An in series toggle switch is the simplest solution. I'm sure they've
designed the circuitry in a way you wont fry anything if the light is
off. After all, bulbs do blow all on their own and a circuit designed
so alternator/generator output starts cooking the circuitry when you
blow a bulb is a completely idiotic design.
--
Email - rsgi...@tampabay.rr.borg
Replace borg with com
"Ubuntu" - an African word, meaning "Slackware is too hard for me".
They certainly exist - those little 2-stroke step-through's of the 70s &
80's used very precarious regulation systems, one I had, the battery (for
indicators, horn stoplight etc) was charged by a single diode from a tapping
on the AC lighting coil. The battery charging current was supposed to
regulate the AC lighting coil but obviously only did on alternate half
cycles - the regulation was flaky at best.
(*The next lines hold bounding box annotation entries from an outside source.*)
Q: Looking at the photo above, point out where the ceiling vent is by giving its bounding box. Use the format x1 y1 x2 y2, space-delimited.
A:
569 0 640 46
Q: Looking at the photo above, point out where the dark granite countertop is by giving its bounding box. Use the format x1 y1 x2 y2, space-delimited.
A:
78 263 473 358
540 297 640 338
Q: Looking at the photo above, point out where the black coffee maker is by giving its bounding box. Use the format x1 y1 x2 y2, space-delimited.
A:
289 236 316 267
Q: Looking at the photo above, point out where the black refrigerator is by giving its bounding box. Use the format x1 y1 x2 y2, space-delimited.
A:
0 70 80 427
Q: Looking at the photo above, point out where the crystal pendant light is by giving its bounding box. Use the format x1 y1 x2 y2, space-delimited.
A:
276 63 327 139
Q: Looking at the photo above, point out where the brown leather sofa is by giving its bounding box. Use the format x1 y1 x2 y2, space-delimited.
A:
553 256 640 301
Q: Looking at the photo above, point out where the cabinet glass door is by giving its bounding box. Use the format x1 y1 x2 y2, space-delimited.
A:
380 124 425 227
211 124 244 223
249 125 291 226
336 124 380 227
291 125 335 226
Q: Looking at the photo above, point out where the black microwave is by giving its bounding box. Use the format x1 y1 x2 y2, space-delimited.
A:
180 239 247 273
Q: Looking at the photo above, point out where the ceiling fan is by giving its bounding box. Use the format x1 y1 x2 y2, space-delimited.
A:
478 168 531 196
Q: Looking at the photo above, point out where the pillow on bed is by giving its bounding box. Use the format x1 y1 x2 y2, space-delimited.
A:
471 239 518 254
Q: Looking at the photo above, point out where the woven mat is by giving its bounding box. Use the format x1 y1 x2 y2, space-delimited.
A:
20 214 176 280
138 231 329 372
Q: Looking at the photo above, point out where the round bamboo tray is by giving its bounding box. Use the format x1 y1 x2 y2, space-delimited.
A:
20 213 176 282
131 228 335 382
On one occasion I had the battery fuse blow, causing complete loss of
regulation on the AC lighting and instant blowing of every bulb on that
circuit - I was giving it some along an unlit country lane at the time!
|>> that the loss of the load would spike some voltages and then possibly
|>> harm something expensive such as an electronic ignition system.
|>
|>Adding a switch is unnecessary. As you say, the bike's charging system
|>is designed to have the headlight on all the time when the engine is
|>running and has enough capacity to charge the battery while running the
|>headlight.
Sometimes the battery voltage will drop to %20/12.0volts and some
even less at long intersection stop lights.
This is somewhat dependant on the ReserveCapacity/Ah high quality of
the battery, and a high quality "spaciality" m-cycle battery is pretty pricy
or rare these days.
My headlights draw 60x2=120 watts from an 8amp starting battery,
needless to say the alarm leeching doesn't help much either.
Adding an inline switch will confuse the ECU/ECM's or general
electronic ignition system's reading and cause an abnormal conflict
somewhere, unless you really know the bikes wiring....and other "fixes".
Good Luck
Bob
> Adding an inline switch will confuse the ECU/ECM's or general
> electronic ignition system's reading and cause an abnormal conflict
> somewhere, unless you really know the bikes wiring....and other "fixes".
No, adding a headlight cutout switch won't "confuse" the ECU or the
electronic ignition system or cause an abnormal conflict somewhere.
I'd suggest you post here only about subjects you know something about.